Surprisingly enough, J was more than open to the idea, so The Beast and I are now residing happily in her backyard while I customize/restore her and continue to purge belongings.

It’s a pretty cushy setup if I do say myself. I’ve got a full backyard to myself along with a nice covered porch to utilize as storage/sorting space for my remaining belongings as I purge. While I live here I’ll have access to laundry facilities and a bathroom so I don’t have to go full-time roughing-it quite yet. Regardless, I can’t help but look forward to the day that I do get to start living on the road.

overcoming social stigmas.

My inaugural drive home in The Beast won me more than a few strange looks and second glances from passing drivers on the interstate. I do realize that it’s not every day you see a young single gal driving around in a monstrous camper van straight out of the seventies, but the negative reaction I’ve gotten from the neighbors has been unexpected and a bit on the unsettling side.

Since I picked up The Beast on July 2nd, she’s been parked in front of my current residence approximately twelve days out of the almost month I’ve had her. A short two days in, one of the neighbors that had formerly waved hello and called me by name on a regular basis merely glared angrily at me as I stood next to the van with her hood popped open, waiting for a friend to come help me jump-start the battery to get her to the garage for her first of many tune-ups. I wasn’t too shocked, but definitely disappointed.

I know that with this particular lifestyle choice comes a lot of negative social stigmas.
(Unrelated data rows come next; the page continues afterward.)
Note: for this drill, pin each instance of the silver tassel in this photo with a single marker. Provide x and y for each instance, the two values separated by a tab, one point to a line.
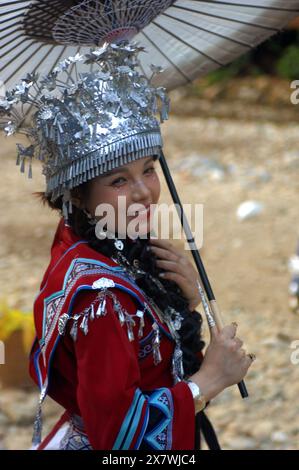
101	311
38	422
119	310
30	171
177	364
84	324
92	315
130	324
140	314
156	345
74	329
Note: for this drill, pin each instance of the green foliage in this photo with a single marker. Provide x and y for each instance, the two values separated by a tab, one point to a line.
288	64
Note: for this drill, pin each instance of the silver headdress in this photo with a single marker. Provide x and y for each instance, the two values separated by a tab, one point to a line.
82	129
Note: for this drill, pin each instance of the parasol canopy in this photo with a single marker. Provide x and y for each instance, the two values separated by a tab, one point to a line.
187	38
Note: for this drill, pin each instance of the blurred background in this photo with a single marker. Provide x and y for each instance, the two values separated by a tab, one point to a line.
232	145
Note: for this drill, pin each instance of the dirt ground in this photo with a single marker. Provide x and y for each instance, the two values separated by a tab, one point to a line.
220	163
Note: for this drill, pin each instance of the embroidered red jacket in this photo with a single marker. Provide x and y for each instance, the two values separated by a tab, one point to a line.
126	401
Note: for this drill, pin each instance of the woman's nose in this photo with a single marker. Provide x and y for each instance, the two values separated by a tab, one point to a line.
140	190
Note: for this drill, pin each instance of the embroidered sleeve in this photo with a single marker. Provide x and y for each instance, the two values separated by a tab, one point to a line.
117	414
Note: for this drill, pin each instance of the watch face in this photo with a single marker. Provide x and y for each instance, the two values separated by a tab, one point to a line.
200	404
194	389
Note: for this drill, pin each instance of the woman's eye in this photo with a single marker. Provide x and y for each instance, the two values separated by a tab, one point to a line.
150	170
118	181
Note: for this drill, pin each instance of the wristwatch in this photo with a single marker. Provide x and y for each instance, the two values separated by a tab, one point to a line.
199	399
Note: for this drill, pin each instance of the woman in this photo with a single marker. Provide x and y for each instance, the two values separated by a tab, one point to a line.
117	335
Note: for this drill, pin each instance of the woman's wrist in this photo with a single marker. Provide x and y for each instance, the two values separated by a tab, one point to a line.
208	385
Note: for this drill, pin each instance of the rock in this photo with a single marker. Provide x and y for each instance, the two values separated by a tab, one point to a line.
279	437
249	209
242	443
262	430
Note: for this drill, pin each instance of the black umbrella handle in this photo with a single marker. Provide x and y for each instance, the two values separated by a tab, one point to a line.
195	253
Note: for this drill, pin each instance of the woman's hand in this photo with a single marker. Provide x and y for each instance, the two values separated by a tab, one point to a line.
177	268
225	362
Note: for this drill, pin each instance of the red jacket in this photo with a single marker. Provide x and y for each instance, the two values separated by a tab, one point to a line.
124	399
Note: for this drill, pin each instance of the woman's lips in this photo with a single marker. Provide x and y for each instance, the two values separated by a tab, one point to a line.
144	212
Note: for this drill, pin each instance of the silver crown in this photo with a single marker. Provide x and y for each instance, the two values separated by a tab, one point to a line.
82	129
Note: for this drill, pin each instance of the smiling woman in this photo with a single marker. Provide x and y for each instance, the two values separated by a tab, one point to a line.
118	340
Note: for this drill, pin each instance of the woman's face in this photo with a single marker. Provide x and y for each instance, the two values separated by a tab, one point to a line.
136	183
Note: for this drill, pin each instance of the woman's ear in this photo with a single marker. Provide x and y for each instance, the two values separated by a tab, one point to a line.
77	199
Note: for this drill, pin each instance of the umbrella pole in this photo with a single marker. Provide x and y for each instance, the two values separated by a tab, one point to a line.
211	308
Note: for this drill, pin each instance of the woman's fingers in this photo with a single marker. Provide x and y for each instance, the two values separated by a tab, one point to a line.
164	253
229	331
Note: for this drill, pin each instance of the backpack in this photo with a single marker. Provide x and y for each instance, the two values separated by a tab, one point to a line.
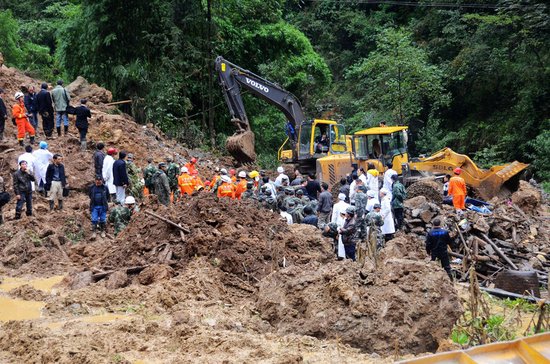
4	198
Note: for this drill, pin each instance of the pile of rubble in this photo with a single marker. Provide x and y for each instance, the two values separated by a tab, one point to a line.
514	236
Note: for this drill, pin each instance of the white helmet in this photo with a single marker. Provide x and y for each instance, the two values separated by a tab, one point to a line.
129	200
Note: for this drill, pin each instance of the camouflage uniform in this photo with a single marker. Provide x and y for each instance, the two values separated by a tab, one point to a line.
134	176
162	187
172	172
148	174
375	221
360	206
120	217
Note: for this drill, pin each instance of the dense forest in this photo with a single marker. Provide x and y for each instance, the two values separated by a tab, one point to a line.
473	75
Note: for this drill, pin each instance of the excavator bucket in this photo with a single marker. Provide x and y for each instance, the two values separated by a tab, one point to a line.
241	147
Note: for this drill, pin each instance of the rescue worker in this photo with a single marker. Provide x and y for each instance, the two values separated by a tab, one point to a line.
348	233
192	166
436	245
134	177
99	198
457	189
360	211
148	173
19	113
172	172
23	190
388	229
185	182
226	188
120	216
161	185
56	181
241	185
398	196
374	223
107	172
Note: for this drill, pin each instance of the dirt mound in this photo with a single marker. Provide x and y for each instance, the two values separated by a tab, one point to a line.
407	304
227	232
84	90
527	197
430	189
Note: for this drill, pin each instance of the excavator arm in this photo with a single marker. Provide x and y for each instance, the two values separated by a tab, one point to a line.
233	79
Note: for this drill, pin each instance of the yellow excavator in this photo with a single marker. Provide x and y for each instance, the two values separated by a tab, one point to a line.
383	145
307	140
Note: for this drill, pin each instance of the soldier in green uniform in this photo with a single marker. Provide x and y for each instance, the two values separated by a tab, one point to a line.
148	174
134	176
161	185
172	172
120	215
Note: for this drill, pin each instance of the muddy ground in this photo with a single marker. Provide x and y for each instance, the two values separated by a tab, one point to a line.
236	284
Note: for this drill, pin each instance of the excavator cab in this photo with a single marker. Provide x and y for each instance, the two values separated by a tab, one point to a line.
381	145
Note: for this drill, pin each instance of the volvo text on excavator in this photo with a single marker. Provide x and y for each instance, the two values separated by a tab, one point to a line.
307	140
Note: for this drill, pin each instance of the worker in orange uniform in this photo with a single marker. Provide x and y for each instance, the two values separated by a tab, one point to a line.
227	188
232	174
457	189
241	185
186	182
192	166
22	119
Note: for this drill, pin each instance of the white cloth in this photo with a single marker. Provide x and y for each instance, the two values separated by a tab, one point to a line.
107	172
287	216
337	209
387	180
279	179
352	192
385	211
41	162
370	203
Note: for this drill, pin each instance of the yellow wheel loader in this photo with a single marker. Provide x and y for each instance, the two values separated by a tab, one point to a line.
383	145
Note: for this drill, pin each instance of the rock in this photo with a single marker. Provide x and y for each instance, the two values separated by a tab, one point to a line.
118	279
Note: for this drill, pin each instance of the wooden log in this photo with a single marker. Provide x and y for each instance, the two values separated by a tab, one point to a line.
499	252
184	229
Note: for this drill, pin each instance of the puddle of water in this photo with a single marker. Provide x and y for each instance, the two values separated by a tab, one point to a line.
16	309
43	284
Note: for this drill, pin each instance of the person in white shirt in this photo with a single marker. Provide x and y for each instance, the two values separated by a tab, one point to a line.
281	176
388	229
338	209
387	177
286	215
372	199
42	160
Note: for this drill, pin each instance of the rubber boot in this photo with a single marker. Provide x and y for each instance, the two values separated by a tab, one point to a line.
102	229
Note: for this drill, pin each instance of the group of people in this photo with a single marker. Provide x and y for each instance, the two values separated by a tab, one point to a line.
29	104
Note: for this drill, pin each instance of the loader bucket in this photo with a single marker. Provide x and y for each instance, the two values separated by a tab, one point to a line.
241	147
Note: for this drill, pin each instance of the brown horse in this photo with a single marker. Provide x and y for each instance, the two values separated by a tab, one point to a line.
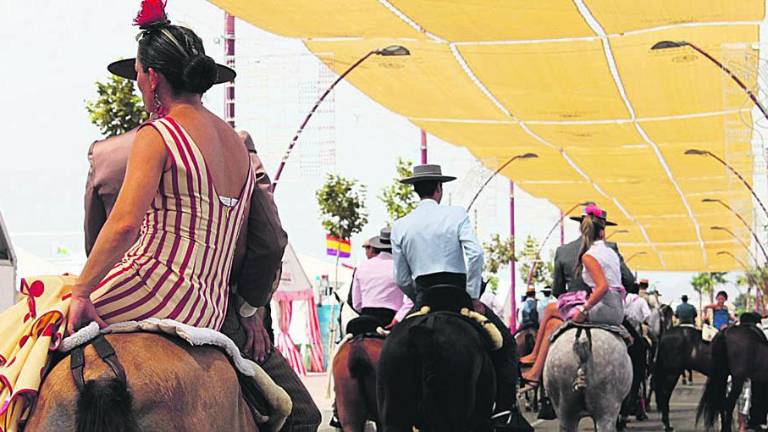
172	386
354	377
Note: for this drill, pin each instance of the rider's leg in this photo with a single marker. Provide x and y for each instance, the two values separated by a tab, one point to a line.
534	374
550	312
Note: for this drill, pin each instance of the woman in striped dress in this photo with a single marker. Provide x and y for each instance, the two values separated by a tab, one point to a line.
185	194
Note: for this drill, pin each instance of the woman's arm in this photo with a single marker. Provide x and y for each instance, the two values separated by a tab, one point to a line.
145	167
601	285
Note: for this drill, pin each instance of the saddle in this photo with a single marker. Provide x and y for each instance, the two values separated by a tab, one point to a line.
619	331
364	326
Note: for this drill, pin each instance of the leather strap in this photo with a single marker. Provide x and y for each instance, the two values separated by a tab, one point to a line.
106	352
77	365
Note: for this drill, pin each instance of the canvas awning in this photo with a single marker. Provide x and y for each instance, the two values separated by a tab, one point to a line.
577	83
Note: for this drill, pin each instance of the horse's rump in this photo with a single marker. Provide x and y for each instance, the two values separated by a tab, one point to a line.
435	371
173	385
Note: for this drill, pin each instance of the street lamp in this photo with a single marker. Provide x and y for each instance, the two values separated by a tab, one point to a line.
679	44
390	51
744	222
546	239
626	261
498	170
617	232
737	259
744	245
698	152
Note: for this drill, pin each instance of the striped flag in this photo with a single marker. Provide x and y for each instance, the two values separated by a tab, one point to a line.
336	247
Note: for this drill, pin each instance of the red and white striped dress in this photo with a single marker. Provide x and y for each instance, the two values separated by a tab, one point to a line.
179	267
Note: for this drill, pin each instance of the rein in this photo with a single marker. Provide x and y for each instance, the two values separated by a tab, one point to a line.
106	352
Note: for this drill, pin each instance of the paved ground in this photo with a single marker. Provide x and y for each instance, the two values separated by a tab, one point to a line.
682	409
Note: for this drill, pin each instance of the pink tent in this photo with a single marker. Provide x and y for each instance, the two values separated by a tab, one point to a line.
295	285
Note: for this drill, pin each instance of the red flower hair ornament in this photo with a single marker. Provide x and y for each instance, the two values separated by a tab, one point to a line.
152	13
594	210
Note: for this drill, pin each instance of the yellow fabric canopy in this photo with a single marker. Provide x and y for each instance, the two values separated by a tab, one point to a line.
576	82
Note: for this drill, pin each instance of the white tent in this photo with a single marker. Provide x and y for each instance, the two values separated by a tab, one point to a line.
7	268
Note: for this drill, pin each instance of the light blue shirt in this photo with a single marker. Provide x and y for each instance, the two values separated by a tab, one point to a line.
434	238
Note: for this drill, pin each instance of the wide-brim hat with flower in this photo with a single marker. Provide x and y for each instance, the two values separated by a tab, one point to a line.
427	172
593	210
152	14
383	240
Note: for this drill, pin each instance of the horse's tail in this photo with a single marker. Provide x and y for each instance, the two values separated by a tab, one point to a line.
712	400
105	405
360	367
582	346
423	349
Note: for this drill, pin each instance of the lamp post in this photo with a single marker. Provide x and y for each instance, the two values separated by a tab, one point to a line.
617	232
697	152
735	258
390	51
744	222
559	222
678	44
744	245
626	261
498	170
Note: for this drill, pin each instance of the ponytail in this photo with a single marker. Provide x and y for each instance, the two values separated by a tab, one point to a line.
591	227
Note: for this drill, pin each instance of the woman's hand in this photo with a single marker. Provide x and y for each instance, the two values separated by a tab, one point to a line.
580	317
81	313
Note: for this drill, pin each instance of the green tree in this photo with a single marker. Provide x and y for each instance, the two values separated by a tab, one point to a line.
705	283
498	253
533	269
399	198
118	108
342	206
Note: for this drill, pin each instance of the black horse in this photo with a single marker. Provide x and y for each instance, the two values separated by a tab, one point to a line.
739	351
680	349
435	374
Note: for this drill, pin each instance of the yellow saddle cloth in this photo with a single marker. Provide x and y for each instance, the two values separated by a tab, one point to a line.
30	330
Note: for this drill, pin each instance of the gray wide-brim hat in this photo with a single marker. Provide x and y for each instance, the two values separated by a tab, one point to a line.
427	172
383	240
127	69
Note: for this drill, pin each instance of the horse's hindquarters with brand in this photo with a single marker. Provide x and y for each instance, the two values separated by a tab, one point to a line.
435	373
607	377
173	387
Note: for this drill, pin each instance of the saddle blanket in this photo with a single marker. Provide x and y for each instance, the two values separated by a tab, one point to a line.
567	325
278	400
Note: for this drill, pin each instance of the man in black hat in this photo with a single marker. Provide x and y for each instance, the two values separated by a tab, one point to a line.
429	247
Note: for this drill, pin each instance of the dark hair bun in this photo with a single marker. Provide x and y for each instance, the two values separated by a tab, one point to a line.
199	74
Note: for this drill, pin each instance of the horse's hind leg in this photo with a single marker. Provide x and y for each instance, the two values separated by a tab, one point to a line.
730	402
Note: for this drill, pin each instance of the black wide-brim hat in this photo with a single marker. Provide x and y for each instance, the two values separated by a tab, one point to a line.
427	173
604	218
127	69
383	240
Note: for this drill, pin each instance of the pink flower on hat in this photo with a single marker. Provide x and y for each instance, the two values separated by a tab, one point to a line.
594	210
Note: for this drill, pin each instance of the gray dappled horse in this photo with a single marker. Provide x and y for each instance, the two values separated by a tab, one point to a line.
600	390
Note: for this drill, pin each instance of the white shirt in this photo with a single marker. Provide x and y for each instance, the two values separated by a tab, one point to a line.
609	262
435	238
636	309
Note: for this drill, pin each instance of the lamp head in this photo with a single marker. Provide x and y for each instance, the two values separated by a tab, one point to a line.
668	45
697	152
393	50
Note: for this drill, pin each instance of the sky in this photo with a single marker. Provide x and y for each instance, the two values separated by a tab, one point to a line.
58	50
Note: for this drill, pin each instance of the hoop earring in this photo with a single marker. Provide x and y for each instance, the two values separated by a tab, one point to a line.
159	109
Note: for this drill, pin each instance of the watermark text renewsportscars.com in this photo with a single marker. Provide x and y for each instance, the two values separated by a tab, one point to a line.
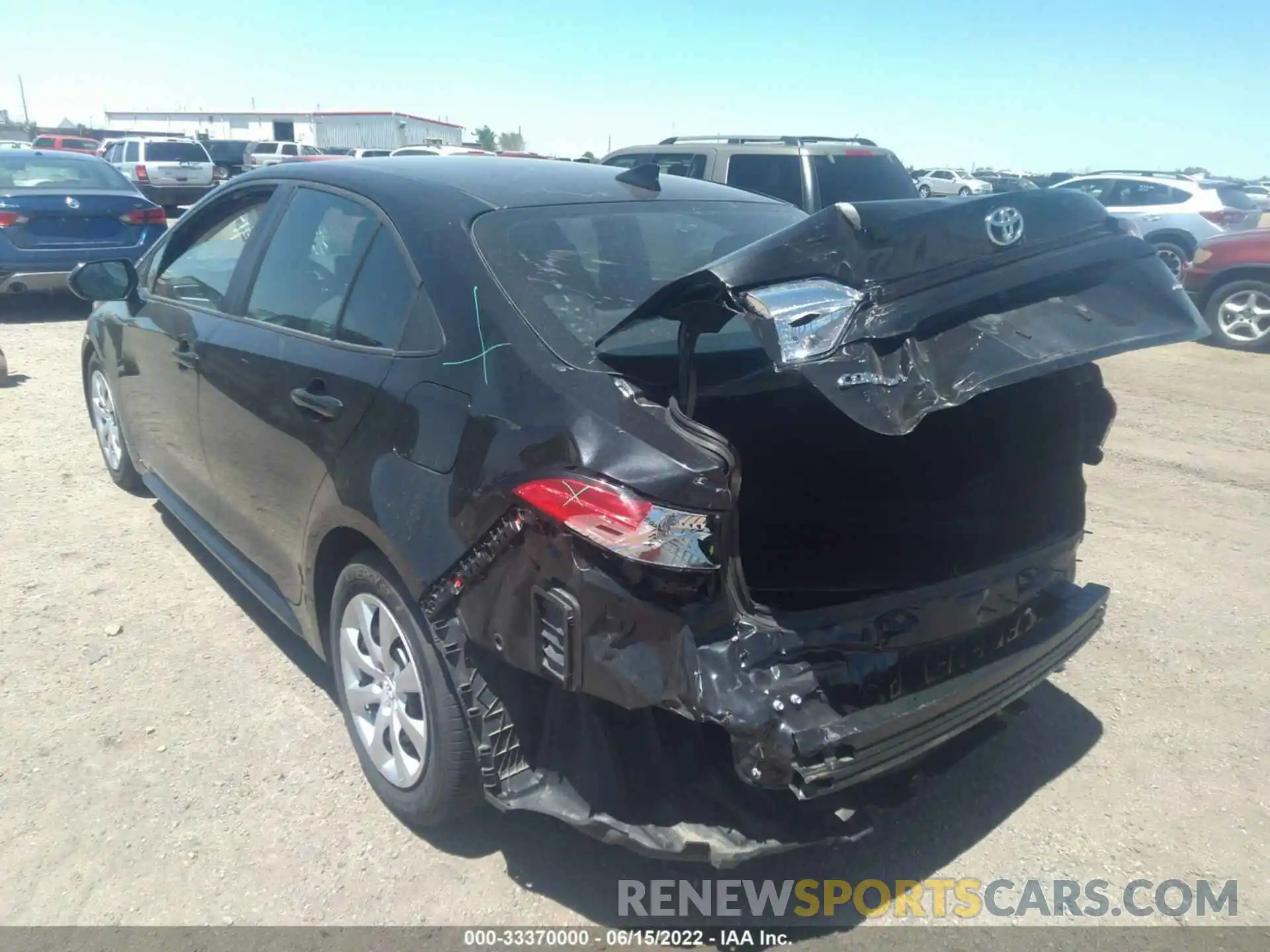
934	898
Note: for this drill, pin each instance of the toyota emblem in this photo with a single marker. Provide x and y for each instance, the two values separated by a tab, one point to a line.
1005	226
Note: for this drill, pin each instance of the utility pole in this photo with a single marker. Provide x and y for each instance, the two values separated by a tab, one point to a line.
26	116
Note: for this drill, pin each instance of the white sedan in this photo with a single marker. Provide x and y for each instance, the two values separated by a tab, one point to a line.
951	182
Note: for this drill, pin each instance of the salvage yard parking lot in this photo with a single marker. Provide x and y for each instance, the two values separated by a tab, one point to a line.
172	756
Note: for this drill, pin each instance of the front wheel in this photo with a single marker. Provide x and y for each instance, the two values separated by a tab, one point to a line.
110	430
1240	315
399	705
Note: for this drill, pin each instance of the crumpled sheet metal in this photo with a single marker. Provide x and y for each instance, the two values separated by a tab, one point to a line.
890	389
724	848
944	314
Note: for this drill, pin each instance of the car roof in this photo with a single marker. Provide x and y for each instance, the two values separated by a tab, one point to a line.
502	182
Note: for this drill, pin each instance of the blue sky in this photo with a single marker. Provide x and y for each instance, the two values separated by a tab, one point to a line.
1043	87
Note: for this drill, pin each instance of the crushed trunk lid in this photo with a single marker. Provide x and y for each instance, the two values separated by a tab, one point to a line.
897	309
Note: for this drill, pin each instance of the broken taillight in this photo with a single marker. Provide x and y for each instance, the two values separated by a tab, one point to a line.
625	524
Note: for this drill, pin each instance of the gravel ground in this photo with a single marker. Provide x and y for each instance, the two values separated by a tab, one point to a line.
172	756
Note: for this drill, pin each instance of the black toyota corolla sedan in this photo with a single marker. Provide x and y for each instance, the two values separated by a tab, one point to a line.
646	503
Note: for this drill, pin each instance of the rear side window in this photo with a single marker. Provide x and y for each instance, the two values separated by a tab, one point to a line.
1146	193
861	178
691	165
310	263
1099	188
775	175
201	270
381	296
1235	197
175	153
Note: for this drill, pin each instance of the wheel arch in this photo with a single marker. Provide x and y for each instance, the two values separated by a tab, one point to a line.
1177	237
333	539
1230	276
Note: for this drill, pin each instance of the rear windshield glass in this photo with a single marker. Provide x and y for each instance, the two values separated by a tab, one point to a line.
577	270
27	171
1235	197
861	178
175	153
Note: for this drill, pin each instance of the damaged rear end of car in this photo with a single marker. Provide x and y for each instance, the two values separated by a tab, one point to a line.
864	545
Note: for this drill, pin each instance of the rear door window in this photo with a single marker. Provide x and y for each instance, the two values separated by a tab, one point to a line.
1136	194
1099	188
198	270
175	153
381	296
861	178
774	175
691	165
312	260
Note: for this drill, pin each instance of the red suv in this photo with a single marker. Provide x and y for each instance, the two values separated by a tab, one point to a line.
67	143
1230	281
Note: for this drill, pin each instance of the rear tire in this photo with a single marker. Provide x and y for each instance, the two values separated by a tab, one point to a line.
1234	313
1174	255
418	757
111	441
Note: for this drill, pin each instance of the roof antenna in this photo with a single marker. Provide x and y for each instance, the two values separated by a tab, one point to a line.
646	177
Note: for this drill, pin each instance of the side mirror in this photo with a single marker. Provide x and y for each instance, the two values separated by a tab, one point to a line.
105	281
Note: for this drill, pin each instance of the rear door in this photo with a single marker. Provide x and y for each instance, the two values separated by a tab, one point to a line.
163	343
177	164
287	381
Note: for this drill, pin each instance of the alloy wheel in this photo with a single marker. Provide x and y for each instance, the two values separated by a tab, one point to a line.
1245	317
105	420
384	690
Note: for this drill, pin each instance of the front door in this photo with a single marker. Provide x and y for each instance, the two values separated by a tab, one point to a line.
286	383
164	339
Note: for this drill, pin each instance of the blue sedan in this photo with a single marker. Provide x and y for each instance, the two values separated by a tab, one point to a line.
59	210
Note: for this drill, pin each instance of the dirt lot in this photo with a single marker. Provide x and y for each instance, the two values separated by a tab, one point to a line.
192	768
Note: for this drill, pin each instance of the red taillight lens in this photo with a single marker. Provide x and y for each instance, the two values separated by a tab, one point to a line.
1224	218
145	216
624	524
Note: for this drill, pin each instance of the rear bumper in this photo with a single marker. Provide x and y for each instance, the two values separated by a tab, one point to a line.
21	282
171	196
879	739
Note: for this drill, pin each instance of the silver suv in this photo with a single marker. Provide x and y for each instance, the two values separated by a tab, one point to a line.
1171	211
810	172
169	172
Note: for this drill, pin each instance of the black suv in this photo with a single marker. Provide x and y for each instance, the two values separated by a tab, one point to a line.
647	503
810	172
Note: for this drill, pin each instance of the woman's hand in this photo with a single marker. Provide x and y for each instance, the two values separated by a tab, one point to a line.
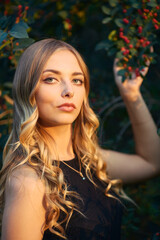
130	88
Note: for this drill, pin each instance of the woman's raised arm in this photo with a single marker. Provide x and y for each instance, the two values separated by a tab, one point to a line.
24	214
146	162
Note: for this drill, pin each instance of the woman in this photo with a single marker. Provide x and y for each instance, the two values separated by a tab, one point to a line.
56	181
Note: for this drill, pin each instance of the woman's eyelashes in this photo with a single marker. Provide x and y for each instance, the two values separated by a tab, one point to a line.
49	80
53	80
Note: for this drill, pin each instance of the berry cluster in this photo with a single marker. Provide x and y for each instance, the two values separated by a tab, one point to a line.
134	25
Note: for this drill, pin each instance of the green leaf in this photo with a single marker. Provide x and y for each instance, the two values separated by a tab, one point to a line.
23	43
139	21
119	22
111	51
106	10
3	35
19	30
63	14
113	3
115	10
121	73
136	5
133	51
112	35
106	20
104	44
119	55
152	4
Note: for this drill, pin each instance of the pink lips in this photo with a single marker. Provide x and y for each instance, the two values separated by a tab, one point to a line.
67	107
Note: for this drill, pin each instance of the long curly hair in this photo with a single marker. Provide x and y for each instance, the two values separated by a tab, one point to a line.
29	144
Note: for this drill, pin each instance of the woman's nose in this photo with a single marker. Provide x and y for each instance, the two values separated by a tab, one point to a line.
68	91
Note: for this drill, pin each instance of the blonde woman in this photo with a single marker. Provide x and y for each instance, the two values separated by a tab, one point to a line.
56	182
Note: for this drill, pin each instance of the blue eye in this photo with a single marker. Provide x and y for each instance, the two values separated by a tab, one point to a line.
78	81
49	80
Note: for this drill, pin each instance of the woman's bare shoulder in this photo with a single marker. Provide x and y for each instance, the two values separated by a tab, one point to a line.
24	178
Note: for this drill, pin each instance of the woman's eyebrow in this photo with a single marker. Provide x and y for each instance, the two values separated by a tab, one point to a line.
59	73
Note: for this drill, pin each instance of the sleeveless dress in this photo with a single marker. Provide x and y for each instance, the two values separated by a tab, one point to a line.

While living in a van is seen as homeless (or at least dangerously close to it), living in a big swanky RV or motor-home is seen as adventurous and is often a lifestyle openly coveted by others.

So here my van sits, taking up no more room than some of the neighbors’ large trucks on the street, and I’ve instantaneously been shunned from the community. It makes me wonder how different their attitudes towards me would be if it were a shiny new motor-home instead of a 1979 conversion van.

Luckily, the majority of my friends are in great support of this new step in my life…even the ones that call me crazy on a regular basis. As for the neighbors who narrow their eyes at me and talk in hushed voices whenever I walk past, I’ve learned to ignore them. I proudly hold my head high as I make my trips back and forth carrying armloads of my belongings to load into The Beast knowing they’ll all be relieved to see me go for good this weekend.